The reasoning is simply, by simply saying “Men can stop rape” you imply that Men, all Men, need to stop. The number of men who actually DO rape is of course very small. And there are indeed some women, who also rape. So rather than ruining a perfectly good article with a sexist generalisation, next time be more specific, and use the proper term.

JenniferRuth // Posted 9 February 2010 at 8:59 am

@ BlueBottomJeans

I disagree. It isn’t just rapists who can stop rape because they are supported by victim blaming, sexism and culture that dismisses rape as a serious crime if it falls outside of a specific ideology of rape. A lot of this support is from men whether they be actual rapists or not.

Cathy A B // Posted 10 February 2010 at 3:50 am


Nobody is going down the route of blaming men for everything bad in the world.Yes men are the victems of rape and domestic violence and on an individual basis there experience is going to be as bad as any womans.

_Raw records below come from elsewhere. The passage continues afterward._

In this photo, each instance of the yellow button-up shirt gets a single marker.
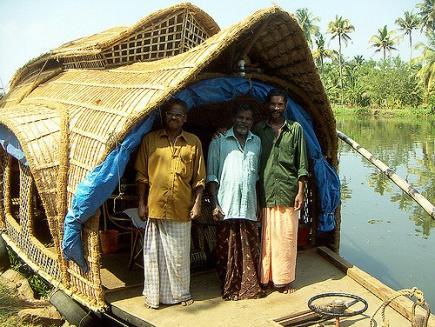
(172, 172)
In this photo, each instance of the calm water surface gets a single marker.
(384, 231)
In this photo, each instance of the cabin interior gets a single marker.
(125, 240)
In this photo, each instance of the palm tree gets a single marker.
(308, 24)
(407, 24)
(359, 59)
(340, 28)
(384, 40)
(427, 15)
(321, 52)
(426, 74)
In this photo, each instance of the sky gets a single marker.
(29, 28)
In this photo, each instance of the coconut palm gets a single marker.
(359, 59)
(307, 22)
(340, 28)
(383, 41)
(427, 14)
(407, 24)
(321, 52)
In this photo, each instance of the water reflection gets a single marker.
(405, 146)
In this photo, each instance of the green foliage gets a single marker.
(308, 24)
(427, 15)
(384, 85)
(383, 41)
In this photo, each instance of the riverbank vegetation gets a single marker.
(390, 86)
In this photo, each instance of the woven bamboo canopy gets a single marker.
(71, 106)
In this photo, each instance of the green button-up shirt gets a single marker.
(283, 161)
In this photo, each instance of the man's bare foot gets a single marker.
(187, 302)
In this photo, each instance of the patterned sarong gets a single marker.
(166, 262)
(238, 255)
(279, 246)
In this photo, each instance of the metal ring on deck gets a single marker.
(337, 311)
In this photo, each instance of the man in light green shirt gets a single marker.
(232, 174)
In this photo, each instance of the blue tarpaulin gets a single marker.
(103, 179)
(10, 144)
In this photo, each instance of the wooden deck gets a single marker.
(315, 275)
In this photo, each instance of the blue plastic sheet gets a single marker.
(10, 144)
(101, 181)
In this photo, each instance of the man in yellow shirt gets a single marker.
(170, 177)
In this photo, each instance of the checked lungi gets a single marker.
(166, 262)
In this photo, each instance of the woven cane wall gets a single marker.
(119, 43)
(103, 106)
(21, 232)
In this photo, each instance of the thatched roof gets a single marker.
(92, 51)
(104, 104)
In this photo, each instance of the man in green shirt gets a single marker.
(283, 168)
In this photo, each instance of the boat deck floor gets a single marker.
(314, 275)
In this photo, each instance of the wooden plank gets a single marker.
(402, 305)
(391, 174)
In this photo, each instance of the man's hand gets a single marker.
(219, 132)
(299, 199)
(196, 211)
(218, 214)
(142, 211)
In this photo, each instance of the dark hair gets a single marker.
(174, 101)
(277, 93)
(243, 107)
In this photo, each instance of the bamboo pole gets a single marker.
(391, 174)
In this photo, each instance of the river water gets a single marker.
(383, 230)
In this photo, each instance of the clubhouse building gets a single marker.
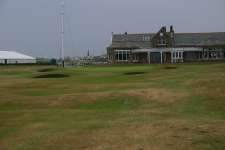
(166, 47)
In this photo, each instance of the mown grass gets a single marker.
(120, 107)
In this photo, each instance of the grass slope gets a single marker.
(120, 107)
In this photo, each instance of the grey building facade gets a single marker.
(166, 47)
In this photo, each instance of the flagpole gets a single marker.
(62, 13)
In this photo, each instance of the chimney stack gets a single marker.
(171, 29)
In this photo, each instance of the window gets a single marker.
(122, 55)
(146, 38)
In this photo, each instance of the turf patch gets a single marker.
(55, 75)
(134, 73)
(46, 69)
(170, 67)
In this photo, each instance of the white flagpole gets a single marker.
(62, 13)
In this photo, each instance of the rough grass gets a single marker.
(166, 107)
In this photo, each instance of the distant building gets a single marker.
(166, 47)
(10, 57)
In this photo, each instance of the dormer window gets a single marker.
(146, 38)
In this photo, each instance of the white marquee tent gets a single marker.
(10, 57)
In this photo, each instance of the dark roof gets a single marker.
(200, 39)
(132, 40)
(181, 39)
(131, 37)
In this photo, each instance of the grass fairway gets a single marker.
(156, 107)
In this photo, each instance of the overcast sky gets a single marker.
(32, 26)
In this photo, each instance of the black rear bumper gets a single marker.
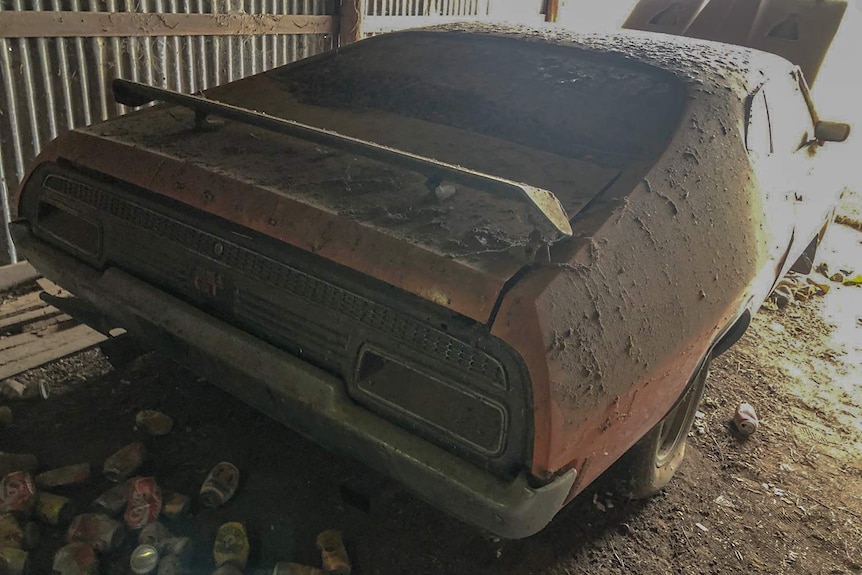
(306, 399)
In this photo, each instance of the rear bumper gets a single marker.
(304, 398)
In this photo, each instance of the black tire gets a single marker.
(650, 464)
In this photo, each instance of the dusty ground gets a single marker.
(789, 500)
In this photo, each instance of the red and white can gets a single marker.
(17, 494)
(145, 503)
(98, 530)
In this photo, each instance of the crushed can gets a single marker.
(125, 462)
(11, 462)
(296, 569)
(6, 416)
(17, 494)
(333, 554)
(113, 501)
(144, 560)
(13, 534)
(154, 422)
(175, 505)
(54, 509)
(145, 503)
(170, 565)
(153, 534)
(76, 559)
(228, 569)
(745, 419)
(220, 484)
(231, 545)
(17, 560)
(98, 530)
(62, 476)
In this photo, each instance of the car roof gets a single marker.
(697, 63)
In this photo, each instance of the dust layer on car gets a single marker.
(485, 106)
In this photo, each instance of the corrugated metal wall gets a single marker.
(429, 7)
(50, 85)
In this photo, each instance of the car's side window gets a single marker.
(792, 125)
(758, 136)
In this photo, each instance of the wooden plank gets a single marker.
(552, 11)
(18, 321)
(49, 348)
(351, 16)
(59, 24)
(381, 24)
(15, 275)
(21, 303)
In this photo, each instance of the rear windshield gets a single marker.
(557, 99)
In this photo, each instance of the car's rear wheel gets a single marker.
(650, 464)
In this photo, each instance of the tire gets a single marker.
(650, 464)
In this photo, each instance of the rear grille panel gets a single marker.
(304, 304)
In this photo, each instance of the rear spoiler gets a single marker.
(552, 217)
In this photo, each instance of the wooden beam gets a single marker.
(54, 24)
(351, 15)
(552, 11)
(381, 24)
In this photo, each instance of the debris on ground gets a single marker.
(76, 559)
(97, 530)
(54, 510)
(154, 422)
(231, 545)
(145, 503)
(333, 554)
(745, 419)
(220, 484)
(125, 462)
(63, 476)
(6, 416)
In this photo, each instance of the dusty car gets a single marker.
(487, 262)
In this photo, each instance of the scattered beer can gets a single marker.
(296, 569)
(11, 534)
(17, 494)
(17, 560)
(54, 509)
(228, 569)
(153, 534)
(76, 559)
(333, 554)
(220, 484)
(745, 419)
(62, 476)
(145, 503)
(170, 565)
(6, 417)
(175, 505)
(144, 560)
(125, 462)
(231, 545)
(11, 462)
(98, 530)
(154, 422)
(114, 500)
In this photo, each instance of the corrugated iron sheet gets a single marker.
(50, 85)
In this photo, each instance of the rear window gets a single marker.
(558, 99)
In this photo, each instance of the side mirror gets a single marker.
(826, 131)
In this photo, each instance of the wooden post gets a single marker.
(350, 26)
(552, 11)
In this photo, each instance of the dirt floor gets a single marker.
(787, 500)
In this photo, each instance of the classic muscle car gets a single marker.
(488, 262)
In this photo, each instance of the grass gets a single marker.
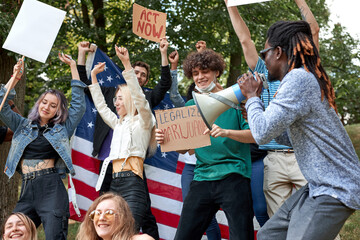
(350, 230)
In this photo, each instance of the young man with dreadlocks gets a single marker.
(274, 169)
(303, 115)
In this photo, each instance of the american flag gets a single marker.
(163, 171)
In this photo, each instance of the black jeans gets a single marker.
(132, 189)
(205, 198)
(44, 199)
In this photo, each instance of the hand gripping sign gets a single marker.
(183, 128)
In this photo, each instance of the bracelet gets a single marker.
(16, 78)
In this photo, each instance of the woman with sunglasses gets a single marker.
(109, 217)
(133, 129)
(18, 226)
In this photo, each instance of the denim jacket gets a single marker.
(25, 131)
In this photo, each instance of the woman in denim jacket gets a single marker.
(40, 151)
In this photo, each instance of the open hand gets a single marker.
(84, 46)
(123, 55)
(159, 136)
(249, 86)
(98, 68)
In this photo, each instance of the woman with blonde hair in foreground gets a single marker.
(109, 217)
(19, 226)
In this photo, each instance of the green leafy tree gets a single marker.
(341, 59)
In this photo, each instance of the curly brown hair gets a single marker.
(207, 59)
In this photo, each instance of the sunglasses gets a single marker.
(263, 52)
(115, 99)
(108, 215)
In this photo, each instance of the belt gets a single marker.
(281, 150)
(124, 174)
(35, 174)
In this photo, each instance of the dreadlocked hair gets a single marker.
(296, 39)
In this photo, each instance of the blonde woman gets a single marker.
(109, 217)
(133, 129)
(19, 226)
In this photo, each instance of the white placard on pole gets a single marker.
(34, 30)
(232, 3)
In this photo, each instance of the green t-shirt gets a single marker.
(224, 156)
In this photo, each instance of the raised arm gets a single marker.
(137, 95)
(175, 96)
(11, 119)
(308, 16)
(164, 44)
(109, 117)
(159, 91)
(243, 33)
(77, 104)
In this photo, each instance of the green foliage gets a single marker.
(339, 53)
(106, 23)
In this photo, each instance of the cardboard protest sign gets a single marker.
(243, 2)
(34, 30)
(183, 128)
(148, 24)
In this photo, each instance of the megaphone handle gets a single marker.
(224, 101)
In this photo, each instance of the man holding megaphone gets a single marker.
(223, 169)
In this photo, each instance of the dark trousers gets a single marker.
(132, 189)
(302, 217)
(213, 230)
(258, 197)
(44, 199)
(149, 225)
(205, 198)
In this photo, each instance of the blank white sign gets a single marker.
(34, 30)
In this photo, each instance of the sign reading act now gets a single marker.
(148, 24)
(183, 129)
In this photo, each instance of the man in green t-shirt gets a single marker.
(222, 172)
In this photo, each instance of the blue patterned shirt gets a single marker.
(266, 97)
(323, 149)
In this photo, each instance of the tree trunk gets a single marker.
(9, 188)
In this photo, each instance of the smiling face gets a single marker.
(48, 108)
(105, 224)
(203, 77)
(119, 104)
(15, 229)
(141, 74)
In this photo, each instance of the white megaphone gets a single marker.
(212, 105)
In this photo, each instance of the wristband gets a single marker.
(16, 77)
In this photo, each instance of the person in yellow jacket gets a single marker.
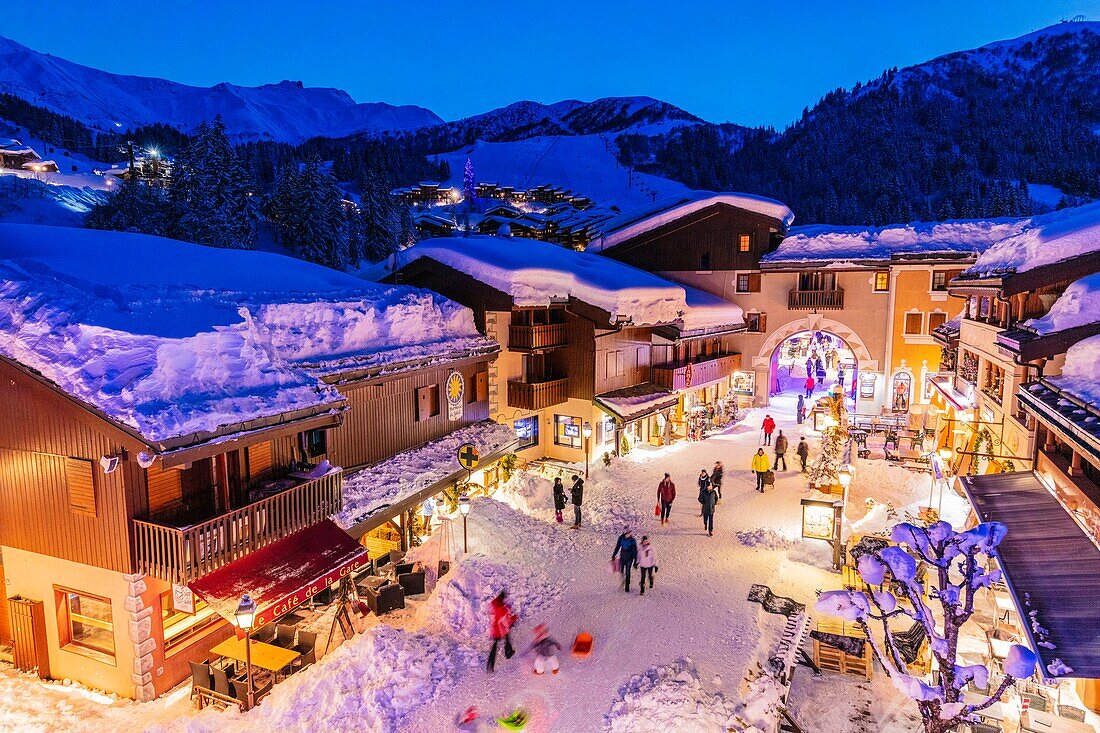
(760, 466)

Please consider that the vast majority of both crimes are commited against women and then consider how these women are treated by the Law.

The figures dont just tell us the experience of a larger number of individuals they tell us the negative attitude society has about women in general.

I’m sure there was a article on here a few months back about the different questions rape victems are asked by the police depending on wheather they are male or female,maybe someone could refer to the date and you could have a look at it and see the point being raised on here -it’s about the negative attitues towards female victems,not about individual women suffering more than individual men.